Every time he saw the dark circles under Mattie’s eyes he knew someone needed to have one of those growing-up talks with his sister. He just didn’t know what to do about it.
UnSplash, Asa Rodger
Then came the morning when she demanded to ride the old mule to work. In no time Mattie had made him feel like a cad for needing the animal when she wanted it.
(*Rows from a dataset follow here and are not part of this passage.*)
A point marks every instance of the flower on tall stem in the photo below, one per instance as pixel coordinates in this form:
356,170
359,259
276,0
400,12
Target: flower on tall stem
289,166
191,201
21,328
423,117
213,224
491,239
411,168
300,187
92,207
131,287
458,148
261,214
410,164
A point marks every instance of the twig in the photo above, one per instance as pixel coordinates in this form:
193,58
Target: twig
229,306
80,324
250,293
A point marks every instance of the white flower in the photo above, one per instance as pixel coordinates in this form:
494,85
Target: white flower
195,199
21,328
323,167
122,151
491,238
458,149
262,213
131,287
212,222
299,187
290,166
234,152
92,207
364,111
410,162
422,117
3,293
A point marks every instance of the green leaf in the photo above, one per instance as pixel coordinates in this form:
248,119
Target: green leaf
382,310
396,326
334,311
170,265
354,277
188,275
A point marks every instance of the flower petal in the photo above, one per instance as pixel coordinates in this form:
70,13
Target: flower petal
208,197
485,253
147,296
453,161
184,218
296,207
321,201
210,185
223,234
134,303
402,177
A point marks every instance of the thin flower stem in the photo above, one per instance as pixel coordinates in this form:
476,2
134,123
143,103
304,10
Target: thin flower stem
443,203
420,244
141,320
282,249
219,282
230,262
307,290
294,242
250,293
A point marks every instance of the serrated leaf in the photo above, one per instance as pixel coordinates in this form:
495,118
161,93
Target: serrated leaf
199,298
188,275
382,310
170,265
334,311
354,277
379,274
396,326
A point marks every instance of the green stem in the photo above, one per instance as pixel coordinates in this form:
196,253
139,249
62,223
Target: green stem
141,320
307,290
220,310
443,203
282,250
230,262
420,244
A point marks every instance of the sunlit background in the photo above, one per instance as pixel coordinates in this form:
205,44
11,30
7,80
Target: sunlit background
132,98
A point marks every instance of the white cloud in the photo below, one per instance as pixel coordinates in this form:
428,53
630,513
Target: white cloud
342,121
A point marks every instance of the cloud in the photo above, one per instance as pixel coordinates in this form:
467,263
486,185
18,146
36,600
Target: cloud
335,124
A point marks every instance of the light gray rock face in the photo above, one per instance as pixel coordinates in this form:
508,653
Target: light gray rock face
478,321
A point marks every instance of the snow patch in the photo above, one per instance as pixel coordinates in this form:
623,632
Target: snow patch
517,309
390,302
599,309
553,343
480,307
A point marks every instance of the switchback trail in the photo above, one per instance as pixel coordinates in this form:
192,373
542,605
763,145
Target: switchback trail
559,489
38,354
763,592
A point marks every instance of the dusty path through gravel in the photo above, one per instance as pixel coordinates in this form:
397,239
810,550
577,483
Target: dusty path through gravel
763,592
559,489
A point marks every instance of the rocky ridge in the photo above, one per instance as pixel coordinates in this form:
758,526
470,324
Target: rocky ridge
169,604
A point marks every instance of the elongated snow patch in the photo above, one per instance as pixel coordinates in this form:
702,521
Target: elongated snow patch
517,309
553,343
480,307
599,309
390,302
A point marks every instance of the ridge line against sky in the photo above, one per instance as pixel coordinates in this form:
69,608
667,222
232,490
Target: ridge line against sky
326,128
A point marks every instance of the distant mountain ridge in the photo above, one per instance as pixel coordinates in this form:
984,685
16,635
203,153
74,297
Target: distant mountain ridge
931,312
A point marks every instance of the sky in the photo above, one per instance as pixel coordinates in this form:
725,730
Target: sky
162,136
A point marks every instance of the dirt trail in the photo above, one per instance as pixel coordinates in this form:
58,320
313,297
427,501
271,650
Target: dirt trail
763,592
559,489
Clarence did whatever odd jobs he could at nearby farms. He needed it to help a neighbor pull up a stump. He had bartered some salt pork in return for the work. That was fine pay. Yet, despite his better judgment, she got her way once again. Mattie took the mule as soon as he went back inside the house.
When Clarence saw her head across the field with the mule, he had a bad feeling. A half-heard old wives’ tale that wasn’t to be repeated in front of men-folk, about women riding anything whether horse or bicycle during that time of the month came to his mind and he paced the rough wooden planks of the floor.
Before that summer day was half over Mattie came home in hysterics. She punched the mule with her fist and kicked the poor beast.
“Clarence it hurt me!” Mattie screamed as she abused the animal. “It’s his fault!”
The youngest, Ben, opened the screen door and came out onto the back stoop to see what all the commotion was. Clarence motioned for Ben to go back inside. Some said the boy should be in school, but there wasn’t one close enough.
Clarence grabbed Mattie’s hand when she made to hit the mule again. When his sister turned to pull free of his grip Clarence saw the blood all over the back of her skirt.
“Ain’t nothin to do with the mule. You leave him alone. It… it happens to all girls, I reckon,” he began, but he couldn’t for the life of him think of what else to say.
Knowing he couldn’t explain, Clarence took Mattie inside and sent her to clean up herself. He paced the kitchen floor one more time. He couldn’t see any alternative. He went to get the preacher’s wife and ask her to explain things to his sister.
Mattie hated the preacher’s wife even more than she detested the preacher. It embarrassed Clarence when women from the church brought them things like flour, used clothes, and sometimes a ham. Yet he was grateful just the same. Mattie, however, was positively irked by the charity. She despised the women for every gift they brought.
He paused at the kitchen door. His sister was bound to throw a fit before it was over. Or another fit, he reminded himself. Clarence shook his head but he didn’t know what else could be done. Mattie wasn’t going to appreciate it. His cheeks heated as he thought about making the request. The only woman Clarence felt he could ask to explain things to the girl was the preacher’s wife.
There’s the beginning. Don’t say I didn’t warn you.